C’est pourquoi l’article 3 de la présente proposition de loi a pour objet de demander au Gouvernement, dans un délai de 6 mois après la promulgation de la loi, la publication d’un rapport visant à faire évoluer les règles applicables aux dates limites de consommation et de péremption des denrées alimentaires, afin d’optimiser la lutte contre le gaspillage alimentaire tout en garantissant la sécurité sanitaire des consommateurs.
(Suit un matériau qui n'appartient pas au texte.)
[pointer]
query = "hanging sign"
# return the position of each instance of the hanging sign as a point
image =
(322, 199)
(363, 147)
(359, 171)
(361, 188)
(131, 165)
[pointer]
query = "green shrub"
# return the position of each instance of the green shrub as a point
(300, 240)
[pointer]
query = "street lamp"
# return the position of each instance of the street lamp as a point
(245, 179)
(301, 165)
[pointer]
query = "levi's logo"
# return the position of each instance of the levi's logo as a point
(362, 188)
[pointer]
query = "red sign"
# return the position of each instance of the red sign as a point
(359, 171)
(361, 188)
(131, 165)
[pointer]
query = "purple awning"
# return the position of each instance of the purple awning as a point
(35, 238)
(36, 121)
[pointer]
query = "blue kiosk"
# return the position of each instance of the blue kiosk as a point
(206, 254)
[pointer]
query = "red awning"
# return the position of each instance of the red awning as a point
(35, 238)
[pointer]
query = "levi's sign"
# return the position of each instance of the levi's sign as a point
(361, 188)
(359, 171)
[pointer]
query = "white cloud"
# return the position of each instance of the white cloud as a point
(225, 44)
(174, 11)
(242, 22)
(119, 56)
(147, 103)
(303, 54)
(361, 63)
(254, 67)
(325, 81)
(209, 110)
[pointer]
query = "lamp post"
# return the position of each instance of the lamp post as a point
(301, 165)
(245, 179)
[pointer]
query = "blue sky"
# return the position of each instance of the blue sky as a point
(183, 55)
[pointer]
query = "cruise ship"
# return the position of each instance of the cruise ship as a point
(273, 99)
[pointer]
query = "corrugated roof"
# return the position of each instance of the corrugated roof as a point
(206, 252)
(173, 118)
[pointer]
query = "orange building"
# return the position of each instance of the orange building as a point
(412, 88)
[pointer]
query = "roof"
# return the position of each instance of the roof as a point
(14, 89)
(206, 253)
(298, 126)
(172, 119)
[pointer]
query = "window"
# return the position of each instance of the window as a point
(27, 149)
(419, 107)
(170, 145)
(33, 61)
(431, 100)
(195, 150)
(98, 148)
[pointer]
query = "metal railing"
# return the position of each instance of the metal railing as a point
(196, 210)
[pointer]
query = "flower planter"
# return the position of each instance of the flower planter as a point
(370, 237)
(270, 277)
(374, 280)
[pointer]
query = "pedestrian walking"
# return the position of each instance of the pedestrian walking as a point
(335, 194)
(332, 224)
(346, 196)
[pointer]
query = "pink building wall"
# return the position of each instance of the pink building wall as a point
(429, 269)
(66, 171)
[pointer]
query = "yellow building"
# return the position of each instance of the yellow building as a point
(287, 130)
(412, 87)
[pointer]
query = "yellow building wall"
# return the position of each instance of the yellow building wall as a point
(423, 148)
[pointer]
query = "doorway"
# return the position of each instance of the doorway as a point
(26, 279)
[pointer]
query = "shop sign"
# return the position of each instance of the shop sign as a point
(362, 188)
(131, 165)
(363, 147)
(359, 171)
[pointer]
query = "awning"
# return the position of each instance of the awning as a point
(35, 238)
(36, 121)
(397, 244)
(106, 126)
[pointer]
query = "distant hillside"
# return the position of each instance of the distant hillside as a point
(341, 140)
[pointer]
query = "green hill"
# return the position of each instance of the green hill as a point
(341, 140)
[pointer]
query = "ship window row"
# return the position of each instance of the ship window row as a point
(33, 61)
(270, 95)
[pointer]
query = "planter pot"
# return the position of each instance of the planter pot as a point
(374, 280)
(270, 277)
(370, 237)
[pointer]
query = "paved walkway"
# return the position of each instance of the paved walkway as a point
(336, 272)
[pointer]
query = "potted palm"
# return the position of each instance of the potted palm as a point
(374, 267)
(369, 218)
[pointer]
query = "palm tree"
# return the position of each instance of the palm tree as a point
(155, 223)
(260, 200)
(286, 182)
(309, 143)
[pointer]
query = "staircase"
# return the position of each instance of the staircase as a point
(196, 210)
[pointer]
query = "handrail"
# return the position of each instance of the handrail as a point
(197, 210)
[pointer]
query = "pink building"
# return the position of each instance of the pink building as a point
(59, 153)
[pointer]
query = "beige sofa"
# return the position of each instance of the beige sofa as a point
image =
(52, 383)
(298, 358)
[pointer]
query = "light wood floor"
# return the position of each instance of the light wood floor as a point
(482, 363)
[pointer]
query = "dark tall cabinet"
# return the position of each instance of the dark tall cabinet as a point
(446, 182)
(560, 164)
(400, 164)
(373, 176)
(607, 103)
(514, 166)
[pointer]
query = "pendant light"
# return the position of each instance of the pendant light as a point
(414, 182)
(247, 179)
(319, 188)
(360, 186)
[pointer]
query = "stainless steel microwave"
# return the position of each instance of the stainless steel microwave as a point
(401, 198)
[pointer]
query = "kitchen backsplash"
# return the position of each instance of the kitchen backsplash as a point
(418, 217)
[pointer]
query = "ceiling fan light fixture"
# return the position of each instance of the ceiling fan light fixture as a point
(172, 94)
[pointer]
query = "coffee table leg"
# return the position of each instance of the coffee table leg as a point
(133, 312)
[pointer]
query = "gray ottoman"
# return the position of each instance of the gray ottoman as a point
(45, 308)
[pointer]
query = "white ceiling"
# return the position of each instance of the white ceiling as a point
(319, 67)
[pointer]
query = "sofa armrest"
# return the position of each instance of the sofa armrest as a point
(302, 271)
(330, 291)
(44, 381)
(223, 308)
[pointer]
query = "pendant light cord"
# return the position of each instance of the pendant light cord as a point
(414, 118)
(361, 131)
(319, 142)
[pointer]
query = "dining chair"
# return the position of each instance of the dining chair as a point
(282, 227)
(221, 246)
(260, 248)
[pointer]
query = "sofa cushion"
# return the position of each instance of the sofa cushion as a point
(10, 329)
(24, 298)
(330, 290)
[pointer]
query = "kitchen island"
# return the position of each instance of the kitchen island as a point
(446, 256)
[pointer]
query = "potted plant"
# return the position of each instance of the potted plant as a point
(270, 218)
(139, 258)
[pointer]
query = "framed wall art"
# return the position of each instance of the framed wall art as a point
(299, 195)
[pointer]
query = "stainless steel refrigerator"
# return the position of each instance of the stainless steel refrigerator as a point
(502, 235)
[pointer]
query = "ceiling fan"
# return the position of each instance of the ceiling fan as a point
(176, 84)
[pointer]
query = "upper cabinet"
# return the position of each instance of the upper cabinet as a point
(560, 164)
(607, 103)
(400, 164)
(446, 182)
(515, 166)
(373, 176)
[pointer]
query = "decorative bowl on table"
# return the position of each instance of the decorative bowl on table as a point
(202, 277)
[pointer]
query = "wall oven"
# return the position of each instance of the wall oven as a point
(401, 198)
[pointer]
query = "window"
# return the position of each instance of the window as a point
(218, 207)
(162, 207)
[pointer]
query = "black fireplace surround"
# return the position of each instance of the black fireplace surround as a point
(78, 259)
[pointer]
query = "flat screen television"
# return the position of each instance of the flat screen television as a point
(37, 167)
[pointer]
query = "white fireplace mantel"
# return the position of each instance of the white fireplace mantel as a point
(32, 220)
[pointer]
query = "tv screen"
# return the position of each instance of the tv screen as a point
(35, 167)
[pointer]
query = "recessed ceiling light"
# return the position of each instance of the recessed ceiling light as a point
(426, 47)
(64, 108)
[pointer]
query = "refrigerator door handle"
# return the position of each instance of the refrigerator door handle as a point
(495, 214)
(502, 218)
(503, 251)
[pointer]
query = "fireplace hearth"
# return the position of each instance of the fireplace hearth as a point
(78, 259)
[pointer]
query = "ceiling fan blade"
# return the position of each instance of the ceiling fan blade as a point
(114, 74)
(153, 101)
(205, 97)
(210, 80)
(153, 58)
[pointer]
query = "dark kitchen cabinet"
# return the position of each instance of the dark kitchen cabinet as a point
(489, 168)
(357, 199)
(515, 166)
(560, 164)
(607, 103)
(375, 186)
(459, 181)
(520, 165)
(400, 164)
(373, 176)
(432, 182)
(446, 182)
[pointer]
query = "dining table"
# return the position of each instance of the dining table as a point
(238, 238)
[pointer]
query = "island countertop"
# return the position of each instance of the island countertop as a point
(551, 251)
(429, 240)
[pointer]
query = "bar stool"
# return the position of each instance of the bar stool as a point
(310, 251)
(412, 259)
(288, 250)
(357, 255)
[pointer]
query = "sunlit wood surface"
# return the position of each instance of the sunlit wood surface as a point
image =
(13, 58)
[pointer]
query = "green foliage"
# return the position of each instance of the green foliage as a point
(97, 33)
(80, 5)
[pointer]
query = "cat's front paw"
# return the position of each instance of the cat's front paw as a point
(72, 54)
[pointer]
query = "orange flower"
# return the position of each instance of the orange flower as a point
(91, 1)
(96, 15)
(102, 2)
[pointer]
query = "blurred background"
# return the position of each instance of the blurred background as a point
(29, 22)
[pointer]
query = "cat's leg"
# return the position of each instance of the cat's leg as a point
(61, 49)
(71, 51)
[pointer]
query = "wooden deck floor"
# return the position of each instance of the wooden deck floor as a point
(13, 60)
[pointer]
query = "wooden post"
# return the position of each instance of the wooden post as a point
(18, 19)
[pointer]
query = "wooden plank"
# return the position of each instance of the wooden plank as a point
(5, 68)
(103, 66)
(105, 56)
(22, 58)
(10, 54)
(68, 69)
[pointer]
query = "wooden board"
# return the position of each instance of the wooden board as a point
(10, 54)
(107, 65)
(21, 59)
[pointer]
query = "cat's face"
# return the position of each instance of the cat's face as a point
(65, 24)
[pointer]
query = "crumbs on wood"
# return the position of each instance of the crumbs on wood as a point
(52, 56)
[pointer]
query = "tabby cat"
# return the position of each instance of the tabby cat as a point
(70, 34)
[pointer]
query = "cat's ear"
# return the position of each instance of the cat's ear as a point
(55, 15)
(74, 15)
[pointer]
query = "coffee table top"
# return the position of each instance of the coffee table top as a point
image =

Telles sont les dispositions de la proposition de loi que nous vous demandons d’adopter.

PROPOSITION DE LOI

Article 1er

Des actions de sensibilisation à la lutte contre le gaspillage alimentaire sont menées dans les établissements scolaires, selon des modalités fixées par décret.

Article 2

Après l’article L. 752-1 du code de commerce, il est inséré un article L. 752-1-1 ainsi rédigé :

« Art. L. 752-1-1. – Les magasins de commerce de détail d’une surface supérieure à 1 000 mètres carrés soumis à l’autorisation d’exploitation prévue à l’article L. 752-1 s’engagent à mettre en place une convention d’organisation de la collecte sécurisée des denrées alimentaires invendues encore consommables au profit d’une ou plusieurs associations d’aide alimentaire. Un décret fixe les modalités d’application du présent article, sans remettre en cause les dispositifs de défiscalisation du don. »

Article 3

Dans un délai de 6 mois après la promulgation de la loi, le Gouvernement remet un rapport au Parlement sur les règles applicables aux dates limites de consommation et de péremption des denrées alimentaires afin de les faire évoluer pour lutter contre le gaspillage alimentaire tout en garantissant la sécurité sanitaire des consommateurs.